Impaired induction of delayed hypersensitivity following anterior chamber inoculation of alloantigens.

BALB/c mice that receive allogeneic P815 tumor cells (DBA/2 origin) into the anterior chamber of the eye (intracamerally, i.c.) fail to develop DBA/2-specific delayed hypersensitivity (DH). We have previously shown that this failure results, in part, from the generation of efferent T suppressor cells. To determine whether DH effector cells are even activated in these mice, a local adoptive transfer assay for DH was developed: Mixtures of responder lymphocytes and irradiated stimulator cells were injected into the pinnae of normal mice, syngeneic with the responders.

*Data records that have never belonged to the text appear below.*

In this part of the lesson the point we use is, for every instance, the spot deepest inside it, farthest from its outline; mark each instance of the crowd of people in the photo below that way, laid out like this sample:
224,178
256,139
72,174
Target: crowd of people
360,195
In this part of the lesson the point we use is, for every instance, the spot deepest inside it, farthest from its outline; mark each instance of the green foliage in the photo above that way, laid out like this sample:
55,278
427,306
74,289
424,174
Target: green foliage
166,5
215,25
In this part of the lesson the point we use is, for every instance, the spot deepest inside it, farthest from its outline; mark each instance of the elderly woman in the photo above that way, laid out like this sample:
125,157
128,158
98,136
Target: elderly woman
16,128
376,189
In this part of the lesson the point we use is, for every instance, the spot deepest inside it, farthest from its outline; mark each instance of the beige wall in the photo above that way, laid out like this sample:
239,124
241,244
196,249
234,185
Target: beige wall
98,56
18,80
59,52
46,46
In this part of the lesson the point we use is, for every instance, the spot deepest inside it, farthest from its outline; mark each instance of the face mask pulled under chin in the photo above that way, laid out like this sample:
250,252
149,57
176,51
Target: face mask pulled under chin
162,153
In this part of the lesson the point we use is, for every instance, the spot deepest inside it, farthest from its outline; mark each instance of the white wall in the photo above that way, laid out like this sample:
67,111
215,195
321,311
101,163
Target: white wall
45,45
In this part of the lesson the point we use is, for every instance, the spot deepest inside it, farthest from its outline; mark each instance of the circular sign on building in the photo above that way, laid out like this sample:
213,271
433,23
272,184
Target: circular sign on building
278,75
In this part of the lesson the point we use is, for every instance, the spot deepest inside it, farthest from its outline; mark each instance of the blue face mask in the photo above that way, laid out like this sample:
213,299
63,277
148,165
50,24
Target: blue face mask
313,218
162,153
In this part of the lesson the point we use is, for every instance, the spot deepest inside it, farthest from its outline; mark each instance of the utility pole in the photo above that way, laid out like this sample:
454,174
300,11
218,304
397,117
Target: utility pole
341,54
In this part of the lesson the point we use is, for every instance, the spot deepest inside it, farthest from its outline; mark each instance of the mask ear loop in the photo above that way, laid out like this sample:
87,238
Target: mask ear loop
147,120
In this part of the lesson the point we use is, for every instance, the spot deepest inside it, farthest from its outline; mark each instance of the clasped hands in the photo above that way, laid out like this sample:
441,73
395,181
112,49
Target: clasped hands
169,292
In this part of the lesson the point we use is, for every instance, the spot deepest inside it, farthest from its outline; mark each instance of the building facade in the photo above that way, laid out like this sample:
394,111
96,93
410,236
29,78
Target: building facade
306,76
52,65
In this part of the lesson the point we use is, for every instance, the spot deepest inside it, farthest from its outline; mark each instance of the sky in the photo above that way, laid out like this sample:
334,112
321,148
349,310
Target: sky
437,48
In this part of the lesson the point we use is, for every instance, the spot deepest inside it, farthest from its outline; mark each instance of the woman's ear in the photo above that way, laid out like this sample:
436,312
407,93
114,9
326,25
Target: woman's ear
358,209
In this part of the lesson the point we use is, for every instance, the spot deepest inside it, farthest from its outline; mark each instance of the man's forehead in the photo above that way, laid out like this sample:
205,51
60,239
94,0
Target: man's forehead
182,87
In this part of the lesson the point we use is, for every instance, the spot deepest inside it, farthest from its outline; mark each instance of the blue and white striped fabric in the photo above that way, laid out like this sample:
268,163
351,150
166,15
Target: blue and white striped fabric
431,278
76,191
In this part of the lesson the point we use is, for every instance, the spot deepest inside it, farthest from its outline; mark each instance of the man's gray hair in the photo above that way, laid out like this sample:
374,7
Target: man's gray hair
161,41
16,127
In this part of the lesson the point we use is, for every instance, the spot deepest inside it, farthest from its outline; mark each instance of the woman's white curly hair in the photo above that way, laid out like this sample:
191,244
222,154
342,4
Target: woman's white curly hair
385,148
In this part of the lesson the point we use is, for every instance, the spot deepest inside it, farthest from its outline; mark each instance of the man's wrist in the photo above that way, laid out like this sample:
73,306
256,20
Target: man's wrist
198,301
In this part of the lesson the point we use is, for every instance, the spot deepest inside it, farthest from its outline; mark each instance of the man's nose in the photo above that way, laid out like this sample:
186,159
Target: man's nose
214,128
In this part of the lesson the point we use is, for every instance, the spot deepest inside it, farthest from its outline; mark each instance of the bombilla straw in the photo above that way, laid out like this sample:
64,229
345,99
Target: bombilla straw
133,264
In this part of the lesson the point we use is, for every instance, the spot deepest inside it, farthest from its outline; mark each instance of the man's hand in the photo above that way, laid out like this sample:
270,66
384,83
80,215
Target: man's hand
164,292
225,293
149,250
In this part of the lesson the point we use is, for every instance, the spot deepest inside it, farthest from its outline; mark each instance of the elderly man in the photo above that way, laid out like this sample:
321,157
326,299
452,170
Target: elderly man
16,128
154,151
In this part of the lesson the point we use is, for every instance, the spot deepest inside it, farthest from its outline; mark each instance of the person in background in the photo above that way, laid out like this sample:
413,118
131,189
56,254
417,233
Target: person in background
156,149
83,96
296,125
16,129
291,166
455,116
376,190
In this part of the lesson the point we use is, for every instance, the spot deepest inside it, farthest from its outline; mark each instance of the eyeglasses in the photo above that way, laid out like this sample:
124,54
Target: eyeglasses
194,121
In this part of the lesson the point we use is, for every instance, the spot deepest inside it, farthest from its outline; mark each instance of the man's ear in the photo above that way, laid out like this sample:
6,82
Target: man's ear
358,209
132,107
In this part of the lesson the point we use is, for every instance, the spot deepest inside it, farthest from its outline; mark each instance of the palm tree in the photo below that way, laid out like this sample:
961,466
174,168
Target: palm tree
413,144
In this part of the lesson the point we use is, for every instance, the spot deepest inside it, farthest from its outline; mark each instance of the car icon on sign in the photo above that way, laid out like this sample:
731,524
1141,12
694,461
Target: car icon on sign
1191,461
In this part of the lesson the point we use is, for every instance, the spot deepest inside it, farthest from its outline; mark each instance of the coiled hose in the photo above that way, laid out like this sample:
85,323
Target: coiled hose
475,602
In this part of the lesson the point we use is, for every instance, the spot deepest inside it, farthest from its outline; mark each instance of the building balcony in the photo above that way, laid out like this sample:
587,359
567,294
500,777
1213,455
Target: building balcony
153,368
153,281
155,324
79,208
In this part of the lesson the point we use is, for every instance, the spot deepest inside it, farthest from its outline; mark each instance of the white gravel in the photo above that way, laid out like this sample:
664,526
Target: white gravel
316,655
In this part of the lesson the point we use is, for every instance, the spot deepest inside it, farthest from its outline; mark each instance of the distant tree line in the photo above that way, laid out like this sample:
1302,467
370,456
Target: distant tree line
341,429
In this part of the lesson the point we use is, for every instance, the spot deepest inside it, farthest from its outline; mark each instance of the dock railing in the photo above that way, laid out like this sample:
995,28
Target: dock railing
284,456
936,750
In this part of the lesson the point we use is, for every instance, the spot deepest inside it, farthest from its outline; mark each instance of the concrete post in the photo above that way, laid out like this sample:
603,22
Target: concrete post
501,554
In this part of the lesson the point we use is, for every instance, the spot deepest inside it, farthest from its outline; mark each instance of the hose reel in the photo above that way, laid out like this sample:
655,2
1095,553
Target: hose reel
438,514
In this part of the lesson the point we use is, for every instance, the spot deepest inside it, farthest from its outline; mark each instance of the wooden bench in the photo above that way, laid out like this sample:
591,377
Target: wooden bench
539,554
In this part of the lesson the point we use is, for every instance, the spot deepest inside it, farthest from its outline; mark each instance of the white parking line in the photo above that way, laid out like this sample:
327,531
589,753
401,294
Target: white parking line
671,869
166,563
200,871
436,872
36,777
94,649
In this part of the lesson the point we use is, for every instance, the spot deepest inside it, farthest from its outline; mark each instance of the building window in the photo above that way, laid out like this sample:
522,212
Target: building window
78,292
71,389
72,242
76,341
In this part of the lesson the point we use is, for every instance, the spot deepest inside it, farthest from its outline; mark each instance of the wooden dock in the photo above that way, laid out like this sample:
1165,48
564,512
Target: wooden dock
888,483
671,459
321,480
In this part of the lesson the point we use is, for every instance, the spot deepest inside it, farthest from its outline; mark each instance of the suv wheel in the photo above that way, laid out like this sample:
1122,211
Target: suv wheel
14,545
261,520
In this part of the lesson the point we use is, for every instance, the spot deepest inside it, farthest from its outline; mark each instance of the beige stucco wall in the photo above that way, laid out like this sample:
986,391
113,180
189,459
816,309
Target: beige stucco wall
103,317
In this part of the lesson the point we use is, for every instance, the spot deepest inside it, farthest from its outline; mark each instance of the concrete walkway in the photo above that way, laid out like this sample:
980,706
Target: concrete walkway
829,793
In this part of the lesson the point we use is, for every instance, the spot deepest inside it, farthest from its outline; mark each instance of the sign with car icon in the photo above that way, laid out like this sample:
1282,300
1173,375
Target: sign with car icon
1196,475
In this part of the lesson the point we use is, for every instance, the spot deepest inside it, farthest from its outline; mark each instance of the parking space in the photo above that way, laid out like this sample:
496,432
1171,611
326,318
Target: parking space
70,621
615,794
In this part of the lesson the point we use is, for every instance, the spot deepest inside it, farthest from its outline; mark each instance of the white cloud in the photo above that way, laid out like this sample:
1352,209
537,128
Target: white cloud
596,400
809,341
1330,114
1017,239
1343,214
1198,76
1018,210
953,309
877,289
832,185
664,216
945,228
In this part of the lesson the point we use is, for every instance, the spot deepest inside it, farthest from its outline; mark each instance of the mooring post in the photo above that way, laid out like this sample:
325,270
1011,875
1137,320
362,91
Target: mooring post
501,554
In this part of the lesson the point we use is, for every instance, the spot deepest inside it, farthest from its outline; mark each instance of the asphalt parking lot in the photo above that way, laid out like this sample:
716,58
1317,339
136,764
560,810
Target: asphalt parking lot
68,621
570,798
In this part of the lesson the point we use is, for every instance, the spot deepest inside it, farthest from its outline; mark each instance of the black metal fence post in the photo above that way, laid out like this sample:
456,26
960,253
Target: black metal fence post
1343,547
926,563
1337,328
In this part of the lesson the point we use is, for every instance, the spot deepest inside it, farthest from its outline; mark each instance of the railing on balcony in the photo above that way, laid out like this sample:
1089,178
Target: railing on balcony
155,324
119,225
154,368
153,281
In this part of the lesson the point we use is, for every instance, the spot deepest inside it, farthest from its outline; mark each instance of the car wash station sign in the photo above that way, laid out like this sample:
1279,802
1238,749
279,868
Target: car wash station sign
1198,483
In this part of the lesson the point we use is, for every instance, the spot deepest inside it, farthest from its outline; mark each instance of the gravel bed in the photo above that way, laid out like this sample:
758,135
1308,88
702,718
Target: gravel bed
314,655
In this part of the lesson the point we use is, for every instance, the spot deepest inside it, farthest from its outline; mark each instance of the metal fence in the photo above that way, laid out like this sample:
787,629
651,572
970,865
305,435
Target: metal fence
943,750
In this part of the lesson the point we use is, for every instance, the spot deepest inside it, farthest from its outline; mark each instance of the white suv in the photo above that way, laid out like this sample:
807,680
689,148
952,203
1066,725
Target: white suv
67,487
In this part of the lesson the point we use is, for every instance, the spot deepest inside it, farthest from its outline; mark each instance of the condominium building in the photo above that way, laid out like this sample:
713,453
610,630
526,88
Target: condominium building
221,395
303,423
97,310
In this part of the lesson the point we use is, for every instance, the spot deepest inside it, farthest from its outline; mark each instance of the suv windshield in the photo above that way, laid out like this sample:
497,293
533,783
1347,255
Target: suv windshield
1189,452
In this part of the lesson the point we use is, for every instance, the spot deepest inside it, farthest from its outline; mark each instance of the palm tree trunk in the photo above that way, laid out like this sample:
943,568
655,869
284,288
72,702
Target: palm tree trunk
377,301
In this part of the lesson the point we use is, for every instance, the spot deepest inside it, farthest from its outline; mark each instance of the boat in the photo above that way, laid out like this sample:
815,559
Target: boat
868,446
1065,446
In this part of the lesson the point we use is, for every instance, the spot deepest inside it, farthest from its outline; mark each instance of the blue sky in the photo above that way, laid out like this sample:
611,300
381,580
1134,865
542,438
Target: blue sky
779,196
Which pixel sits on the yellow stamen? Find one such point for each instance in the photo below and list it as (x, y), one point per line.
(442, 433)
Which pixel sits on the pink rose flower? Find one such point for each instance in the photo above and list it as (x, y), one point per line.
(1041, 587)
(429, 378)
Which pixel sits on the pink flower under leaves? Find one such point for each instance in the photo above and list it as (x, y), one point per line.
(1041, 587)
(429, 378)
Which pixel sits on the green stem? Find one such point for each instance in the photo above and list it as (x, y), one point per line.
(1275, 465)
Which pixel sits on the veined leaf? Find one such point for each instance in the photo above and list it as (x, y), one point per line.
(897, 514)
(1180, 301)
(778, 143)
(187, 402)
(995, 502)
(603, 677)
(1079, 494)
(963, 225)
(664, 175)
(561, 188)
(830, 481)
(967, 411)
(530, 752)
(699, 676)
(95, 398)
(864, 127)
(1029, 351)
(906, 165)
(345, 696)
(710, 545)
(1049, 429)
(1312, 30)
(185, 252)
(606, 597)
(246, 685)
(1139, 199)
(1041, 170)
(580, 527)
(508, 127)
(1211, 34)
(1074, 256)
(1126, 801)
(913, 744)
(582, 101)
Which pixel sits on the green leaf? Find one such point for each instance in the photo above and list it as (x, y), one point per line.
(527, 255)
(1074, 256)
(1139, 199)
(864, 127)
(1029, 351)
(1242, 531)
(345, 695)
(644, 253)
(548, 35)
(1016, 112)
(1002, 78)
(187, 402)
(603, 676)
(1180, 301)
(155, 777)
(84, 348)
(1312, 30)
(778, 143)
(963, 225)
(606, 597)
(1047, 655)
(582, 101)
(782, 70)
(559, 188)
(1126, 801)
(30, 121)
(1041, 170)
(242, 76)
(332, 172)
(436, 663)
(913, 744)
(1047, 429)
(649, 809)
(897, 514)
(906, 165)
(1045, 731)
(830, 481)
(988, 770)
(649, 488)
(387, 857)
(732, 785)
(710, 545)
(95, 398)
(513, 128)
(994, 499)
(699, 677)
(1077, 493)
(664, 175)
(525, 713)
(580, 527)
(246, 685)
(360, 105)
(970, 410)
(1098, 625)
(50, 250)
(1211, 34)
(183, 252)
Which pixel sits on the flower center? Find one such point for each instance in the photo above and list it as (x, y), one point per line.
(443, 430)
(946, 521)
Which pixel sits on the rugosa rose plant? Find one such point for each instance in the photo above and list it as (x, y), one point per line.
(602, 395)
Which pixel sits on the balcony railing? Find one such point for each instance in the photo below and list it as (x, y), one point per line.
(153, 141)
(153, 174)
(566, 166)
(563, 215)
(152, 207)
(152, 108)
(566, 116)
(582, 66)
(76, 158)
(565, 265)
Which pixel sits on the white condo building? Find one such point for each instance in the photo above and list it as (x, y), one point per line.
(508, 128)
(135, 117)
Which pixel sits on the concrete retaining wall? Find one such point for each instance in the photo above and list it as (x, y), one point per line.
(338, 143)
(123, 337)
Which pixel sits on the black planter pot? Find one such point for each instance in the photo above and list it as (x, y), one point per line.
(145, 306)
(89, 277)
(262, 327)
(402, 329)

In this assay, spleen cells from i.c. injected donors failed to evoke a local DH. Moreover, when spleen cells from i.c. injected donors were mixed with specifically immune BALB/c anti-DBA/2 lymphoid cells and similarly assayed, DH was effectively suppressed. Spleen cells from i.c. injected mice, depleted of Lyt-2+ suppressor cells, remained unresponsive in this assay, even if before injection they had been exposed to 5 days of in vitro culture with DBA/2 alloantigens. We conclude that anterior chamber inoculation of P815 cells in BALB/c mice fails to activate DH effector cells. Therefore, the inability of i.c. injected mice to mount DH responses results not only from efferent suppression but also from selective impairment of DH induction. The latter effect may be due to the activation of an afferent suppressor mechanism that acts selectively on T cell help for DH but that has no effect on help for B cells or cytotoxic T cell precursors.